Several potential interventions have been explored to slow or prevent NDDs:

• Blood-Derived Anti-Aging Molecules: These compounds promote neurogenesis, clear toxic proteins, preserve dopaminergic neurons, and improve motor function.
• Pharmacological Approaches: Drugs like metformin, GLP-1 receptor agonists, and senolytics (which remove senescent cells) have shown promise in preclinical trials.
• Biological Therapies: Techniques such as young plasma infusions, gut microbiome rejuvenation via FMT, and stem cell transplants may help counteract age-related decline.
• Targeted Pathway Modulation: Inhibiting the mTOR pathway with rapamycin or activating SIRT proteins may protect neurons by reducing unwanted protein accumulation and improving cellular resilience.
• Immunotherapies: Antibody-based treatments targeting misfolded proteins are being investigated in combination with proven anti-aging interventions.

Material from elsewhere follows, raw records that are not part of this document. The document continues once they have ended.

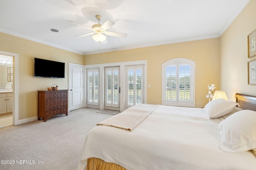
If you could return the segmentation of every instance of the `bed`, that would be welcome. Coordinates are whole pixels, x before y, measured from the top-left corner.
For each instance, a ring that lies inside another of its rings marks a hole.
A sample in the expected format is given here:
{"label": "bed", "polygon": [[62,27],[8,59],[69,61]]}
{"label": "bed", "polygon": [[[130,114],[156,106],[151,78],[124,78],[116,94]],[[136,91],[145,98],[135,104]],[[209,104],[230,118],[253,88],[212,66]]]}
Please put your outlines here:
{"label": "bed", "polygon": [[256,97],[235,97],[135,105],[89,132],[78,169],[256,169]]}

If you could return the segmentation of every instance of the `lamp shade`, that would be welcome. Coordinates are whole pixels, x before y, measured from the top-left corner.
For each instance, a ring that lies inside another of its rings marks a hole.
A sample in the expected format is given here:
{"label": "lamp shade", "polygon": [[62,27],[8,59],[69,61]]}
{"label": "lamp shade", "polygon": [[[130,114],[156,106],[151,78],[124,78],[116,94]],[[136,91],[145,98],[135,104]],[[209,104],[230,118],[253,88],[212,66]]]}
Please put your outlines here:
{"label": "lamp shade", "polygon": [[101,43],[104,41],[107,38],[107,37],[101,33],[97,33],[97,34],[92,36],[92,38],[95,40],[96,41]]}
{"label": "lamp shade", "polygon": [[226,93],[224,91],[215,91],[215,93],[214,93],[214,95],[213,96],[213,98],[212,100],[218,99],[223,99],[226,100],[228,100],[227,95],[226,95]]}

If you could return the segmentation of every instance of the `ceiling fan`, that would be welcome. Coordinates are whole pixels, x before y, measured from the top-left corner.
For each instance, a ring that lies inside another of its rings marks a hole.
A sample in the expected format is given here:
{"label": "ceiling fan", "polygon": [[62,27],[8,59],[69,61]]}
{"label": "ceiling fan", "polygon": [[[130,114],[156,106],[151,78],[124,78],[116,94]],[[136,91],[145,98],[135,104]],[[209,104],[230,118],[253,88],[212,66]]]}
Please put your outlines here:
{"label": "ceiling fan", "polygon": [[127,34],[106,31],[107,29],[113,26],[115,24],[115,23],[108,20],[104,23],[101,25],[100,23],[100,21],[102,17],[101,16],[98,15],[96,15],[96,18],[97,18],[97,20],[98,21],[99,23],[98,24],[94,24],[92,25],[92,27],[91,28],[84,25],[83,25],[80,24],[79,23],[77,23],[76,22],[74,22],[74,21],[70,21],[70,22],[72,22],[78,25],[82,26],[83,27],[85,27],[88,29],[90,29],[93,31],[90,33],[76,36],[75,37],[82,37],[90,35],[96,34],[92,36],[92,38],[96,42],[101,43],[104,41],[107,38],[103,34],[104,34],[108,35],[113,36],[114,37],[120,37],[122,38],[126,38],[127,36]]}

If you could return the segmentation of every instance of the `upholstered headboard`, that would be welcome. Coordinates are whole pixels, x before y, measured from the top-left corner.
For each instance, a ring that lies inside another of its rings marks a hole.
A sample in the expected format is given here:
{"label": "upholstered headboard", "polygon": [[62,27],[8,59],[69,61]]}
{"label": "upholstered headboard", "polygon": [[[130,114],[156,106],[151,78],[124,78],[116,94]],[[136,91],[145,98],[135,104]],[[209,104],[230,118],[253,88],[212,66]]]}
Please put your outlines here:
{"label": "upholstered headboard", "polygon": [[236,102],[240,105],[240,108],[244,110],[256,111],[256,97],[239,93],[236,93],[235,97]]}

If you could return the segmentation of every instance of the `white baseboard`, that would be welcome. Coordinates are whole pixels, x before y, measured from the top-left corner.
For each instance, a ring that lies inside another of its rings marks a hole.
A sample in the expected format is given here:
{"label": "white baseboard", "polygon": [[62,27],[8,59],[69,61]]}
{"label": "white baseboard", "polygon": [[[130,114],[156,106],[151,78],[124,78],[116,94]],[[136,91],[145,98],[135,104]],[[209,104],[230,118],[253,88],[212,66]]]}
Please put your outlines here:
{"label": "white baseboard", "polygon": [[38,120],[38,117],[34,116],[34,117],[29,117],[28,118],[24,119],[21,120],[19,120],[18,125],[21,124],[25,123],[26,123],[35,120]]}

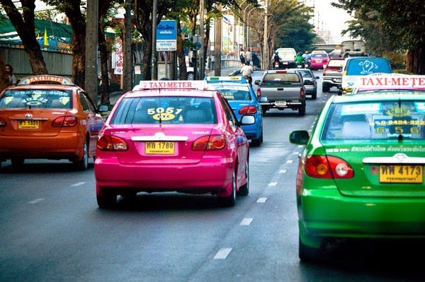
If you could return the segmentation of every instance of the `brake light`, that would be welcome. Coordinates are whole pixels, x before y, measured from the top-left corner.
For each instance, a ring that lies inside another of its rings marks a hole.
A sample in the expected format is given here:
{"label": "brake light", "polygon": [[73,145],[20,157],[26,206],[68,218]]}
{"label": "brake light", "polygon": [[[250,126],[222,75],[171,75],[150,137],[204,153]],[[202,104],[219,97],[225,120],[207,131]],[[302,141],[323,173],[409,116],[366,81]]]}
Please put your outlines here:
{"label": "brake light", "polygon": [[97,141],[97,148],[101,151],[127,151],[127,143],[120,137],[105,135]]}
{"label": "brake light", "polygon": [[239,114],[254,114],[256,112],[256,107],[254,106],[246,106],[239,110]]}
{"label": "brake light", "polygon": [[332,155],[307,157],[305,170],[307,175],[314,178],[348,179],[354,176],[353,168],[345,160]]}
{"label": "brake light", "polygon": [[226,139],[224,135],[206,136],[195,140],[192,144],[192,150],[196,151],[220,150],[225,148],[225,145]]}
{"label": "brake light", "polygon": [[72,127],[76,125],[76,117],[73,115],[62,116],[55,119],[52,127]]}

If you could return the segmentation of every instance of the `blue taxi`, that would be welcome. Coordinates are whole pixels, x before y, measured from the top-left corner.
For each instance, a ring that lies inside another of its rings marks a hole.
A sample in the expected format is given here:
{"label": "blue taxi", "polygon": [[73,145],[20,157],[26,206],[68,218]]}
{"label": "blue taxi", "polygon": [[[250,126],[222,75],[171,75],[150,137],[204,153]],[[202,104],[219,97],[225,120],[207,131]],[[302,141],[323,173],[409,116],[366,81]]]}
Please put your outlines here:
{"label": "blue taxi", "polygon": [[251,140],[251,146],[259,146],[263,143],[263,114],[252,87],[243,76],[207,76],[204,79],[210,88],[225,96],[238,119],[244,115],[255,117],[253,124],[242,125],[242,128]]}

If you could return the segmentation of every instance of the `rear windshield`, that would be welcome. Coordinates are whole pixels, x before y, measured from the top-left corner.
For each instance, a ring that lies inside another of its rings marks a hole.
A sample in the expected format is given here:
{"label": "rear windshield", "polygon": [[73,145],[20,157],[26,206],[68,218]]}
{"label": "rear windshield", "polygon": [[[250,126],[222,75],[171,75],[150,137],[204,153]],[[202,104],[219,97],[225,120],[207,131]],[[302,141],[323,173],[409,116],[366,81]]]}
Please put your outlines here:
{"label": "rear windshield", "polygon": [[391,74],[392,70],[388,61],[384,58],[354,59],[347,62],[346,74],[348,76],[361,76],[375,73]]}
{"label": "rear windshield", "polygon": [[423,139],[425,102],[334,104],[322,140]]}
{"label": "rear windshield", "polygon": [[123,99],[112,124],[215,124],[214,100],[200,97],[141,97]]}
{"label": "rear windshield", "polygon": [[0,97],[0,108],[71,109],[72,91],[11,90]]}

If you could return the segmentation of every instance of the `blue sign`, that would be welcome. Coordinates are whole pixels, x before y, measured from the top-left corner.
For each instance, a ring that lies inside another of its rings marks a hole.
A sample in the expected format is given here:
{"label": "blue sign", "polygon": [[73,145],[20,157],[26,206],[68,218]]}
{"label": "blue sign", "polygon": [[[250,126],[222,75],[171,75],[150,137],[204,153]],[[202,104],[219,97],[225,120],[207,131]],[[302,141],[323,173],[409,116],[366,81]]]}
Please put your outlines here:
{"label": "blue sign", "polygon": [[157,50],[175,51],[177,49],[177,30],[176,20],[161,20],[157,26]]}

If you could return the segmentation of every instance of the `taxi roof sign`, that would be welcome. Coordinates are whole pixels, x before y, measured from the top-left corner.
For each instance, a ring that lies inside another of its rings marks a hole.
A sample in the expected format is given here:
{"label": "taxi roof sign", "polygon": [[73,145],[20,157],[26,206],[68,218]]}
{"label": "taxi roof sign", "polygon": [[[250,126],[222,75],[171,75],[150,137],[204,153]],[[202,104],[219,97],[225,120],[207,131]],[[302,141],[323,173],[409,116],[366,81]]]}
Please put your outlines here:
{"label": "taxi roof sign", "polygon": [[208,88],[205,81],[141,81],[133,91],[147,89],[198,89]]}
{"label": "taxi roof sign", "polygon": [[71,78],[60,76],[42,74],[39,76],[27,76],[21,80],[18,85],[33,84],[59,84],[62,86],[75,86]]}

Although some trials have yielded mixed results, ongoing research is refining these strategies to maximize their effectiveness. Larger, long-term studies are necessary to validate these approaches before clinical implementation.

Conclusion

Neurodegenerative diseases do not arise from a single molecular or cellular dysfunction but rather from an overarching imbalance in the body's complex adaptive systems. This underscores the need for integrated interventions that address multiple aging-related processes.

A comprehensive approach—including a healthy diet, regular physical activity, cognitive training, and anti-inflammatory strategies—can help mitigate inflammation, enhance cardiovascular and respiratory health, and slow neurodegeneration.

Ideally, these preventive measures would be combined with disease-specific treatments and management of coexisting conditions to create a holistic strategy for preventing, treating, and potentially reversing NDDs.